LAS VEGAS (KLAS) — Usila Koech is all about lifting up others, creating joy by helping the community, and paying it forward. Her message of kindness comes all the way from Kenya.

“I had to fetch water from the river, we had no running water. No electricity. Nothing like that. But there was so much love in our home,” she said.

Usila Koech moved to Las Vegas from Kenya. (Credit: Usila Koech)

A love that inspired her and pushed her to pursue her dream of coming to the United States eventually graduating from UNLV.

“My village, my community came together to make sure that I finished high school,” Koech said. “I stand here today, and I am getting emotional, I stand her today because of the generosity of a lot of people.”

Koech has made it her life’s work to pay it forward.”I was given a chance,” she said.

A chance she now offers to other young women.

“For me, I wanted to go back and look at girls like myself and say you can have your dreams and your ambitions and they’re valid.”

She recently created the Give me a Chance Foundation to inspire others and help them make their dreams come true.

“We have educated a few girls but we’re in the process of really just building it and making sure that I can go back home and help girls that come from really poor backgrounds,” Koech said.


But it doesn’t stop there.
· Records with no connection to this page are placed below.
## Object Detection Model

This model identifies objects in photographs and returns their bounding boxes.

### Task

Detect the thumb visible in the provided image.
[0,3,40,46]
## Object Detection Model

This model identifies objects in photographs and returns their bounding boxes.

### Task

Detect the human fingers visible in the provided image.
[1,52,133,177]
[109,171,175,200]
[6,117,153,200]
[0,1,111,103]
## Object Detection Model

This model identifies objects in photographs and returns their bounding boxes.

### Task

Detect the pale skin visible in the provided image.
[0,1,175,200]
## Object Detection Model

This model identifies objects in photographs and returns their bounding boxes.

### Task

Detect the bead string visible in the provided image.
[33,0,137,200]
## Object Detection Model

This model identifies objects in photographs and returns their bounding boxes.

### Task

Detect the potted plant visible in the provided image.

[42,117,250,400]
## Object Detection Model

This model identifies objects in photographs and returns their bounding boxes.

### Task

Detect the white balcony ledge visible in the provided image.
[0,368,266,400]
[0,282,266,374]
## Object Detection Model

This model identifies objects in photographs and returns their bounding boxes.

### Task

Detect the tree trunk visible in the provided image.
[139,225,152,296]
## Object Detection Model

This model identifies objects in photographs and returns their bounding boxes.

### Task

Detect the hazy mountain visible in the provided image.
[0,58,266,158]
As Koech knows being an immigrant in a new country can be challenging on so many levels that’s why she helped create the African diaspora of Las Vegas.

“When I went to college there were only four of us here. Now there’s a whole African community,” she said. “We have people connecting, we have people that have businesses that are able to connect culturally and also showcase who we are as a people to the Las Vegas community that we call home.”

And it’s homes – the so-called American dream of homeownership – that pushes Koech in her day job as a senior loan officer to work tirelessly to help others.

“Having a home brings stability to the family.”

This is why she also spends time feeding the homeless and opening her home to those in need.

“My joy comes with people, by helping people,” she said.

A wife, mother of two teenage boys, career woman, and philanthropist.

“There’s sometimes, you don’t have enough hours. I wish there were 28 hours in a day.”

Here, 9,000 miles away from her birthplace. She’s made a home in Southern Nevada sharing kindness with everyone she meets.

“There’s a lot of good people in Vegas.”